To learn more about regex, you can visit the following Web site, which has information and tutorials that can help to get you started:http://www.regular-expressions.info/.

Many of the characters you can type on your keyboard are literal, ordinary characters—they present their actual value in the pattern. Some characters have special meaning, however, and they instruct the regex function (or engine which interprets the expressions) to treat the characters in designated ways. The following table outlines these “special characters” or metacharacters.

Character Name Description
. dot Matches any one character, including a space; it will match one character, but there must be one character to match.

Literally a . (dot) when bracketed ([]), or placed next to a \ (backslash).

* star/asterisk Matches one or more preceding character (0, 1, or any number), bracketed carrier class, or group in parentheses. Used for quantification.

Typically used with a . (dot) in the format .* to indicate that a match for any character, 0 or more times.

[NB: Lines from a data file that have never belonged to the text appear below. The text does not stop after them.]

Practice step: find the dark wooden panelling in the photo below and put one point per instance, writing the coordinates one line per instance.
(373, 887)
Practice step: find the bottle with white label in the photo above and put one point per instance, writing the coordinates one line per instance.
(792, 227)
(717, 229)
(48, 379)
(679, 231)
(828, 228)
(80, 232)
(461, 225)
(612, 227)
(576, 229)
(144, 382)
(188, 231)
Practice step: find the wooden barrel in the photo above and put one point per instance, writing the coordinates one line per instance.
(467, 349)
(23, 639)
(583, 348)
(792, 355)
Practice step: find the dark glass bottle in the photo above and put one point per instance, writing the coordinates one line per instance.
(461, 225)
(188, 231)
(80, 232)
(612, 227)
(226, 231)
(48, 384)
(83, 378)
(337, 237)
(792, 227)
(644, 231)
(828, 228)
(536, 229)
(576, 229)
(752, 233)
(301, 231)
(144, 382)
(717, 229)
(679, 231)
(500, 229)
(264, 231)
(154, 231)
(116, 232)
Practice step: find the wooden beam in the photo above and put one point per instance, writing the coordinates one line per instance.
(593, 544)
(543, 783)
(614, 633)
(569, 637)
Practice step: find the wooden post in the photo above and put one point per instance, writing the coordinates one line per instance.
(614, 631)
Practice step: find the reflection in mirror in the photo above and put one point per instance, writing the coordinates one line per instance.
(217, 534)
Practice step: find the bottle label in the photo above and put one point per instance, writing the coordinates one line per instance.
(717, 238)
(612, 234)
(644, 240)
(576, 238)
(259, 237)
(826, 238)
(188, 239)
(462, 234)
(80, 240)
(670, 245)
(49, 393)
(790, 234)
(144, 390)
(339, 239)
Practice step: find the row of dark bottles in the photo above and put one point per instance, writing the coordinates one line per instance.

Literally an * (asterisk) when bracketed ([]).

+ plus Matches one or more of the preceding character, bracketed carrier class, or group in parentheses. Used for quantification.

Literally a + (plus sign) when bracketed ([]).

| bar/vertical bar/pipe Matches anything to the left or to the right; the bar separates the alternatives. Both sides are not always tried; if the left does not match, only then is the right attempted. Used for alternation.
{ left brace Begins an interval range, ended with } (right brace) to match; identifies how many times the previous singles character or group in parentheses must repeat.

Interval ranges are entered as minimum and maximums ({minimum,maximum}) where the character/group must appear a minimum of times up to the maximum. You can also use these character to set magnitude, or exactly the number of times a character must appear; you can set this, for example, as the minimum value without the maximum ({minimum,}).

? question mark Signifies that the preceding character or group in parentheses is optional; the character or group can appear not at all or one time.
^ caret Acts as an anchor to represent the beginning of a string.
$ dollar sign Acts as an anchor to represent the end of a string.
[ left bracket Acts as the start of a bracketed character class, ended with the ] (right bracket). A character class is a list of character options; one and only on of the characters in the bracketed class must appear for a match. A - (dash) in between two character enclosed by brackets designates a range; for example [a-z] is the character range of the lower case twenty-six letters of the alphabet.

Note that the ] (right bracket) ends a bracketed character class unless it sits directly next to the [ (left bracket) or the ^ (caret); in those two cases, it is the literal character.

( left parenthesis Creates a grouping when used with the ) (right parenthesis). Groupings have two functions:

They separate pattern strings so that a whole string can have special characters within it as if it were a single character.

They allow the designated pattern to be stored and referenced later (so that other operations can be performed on it).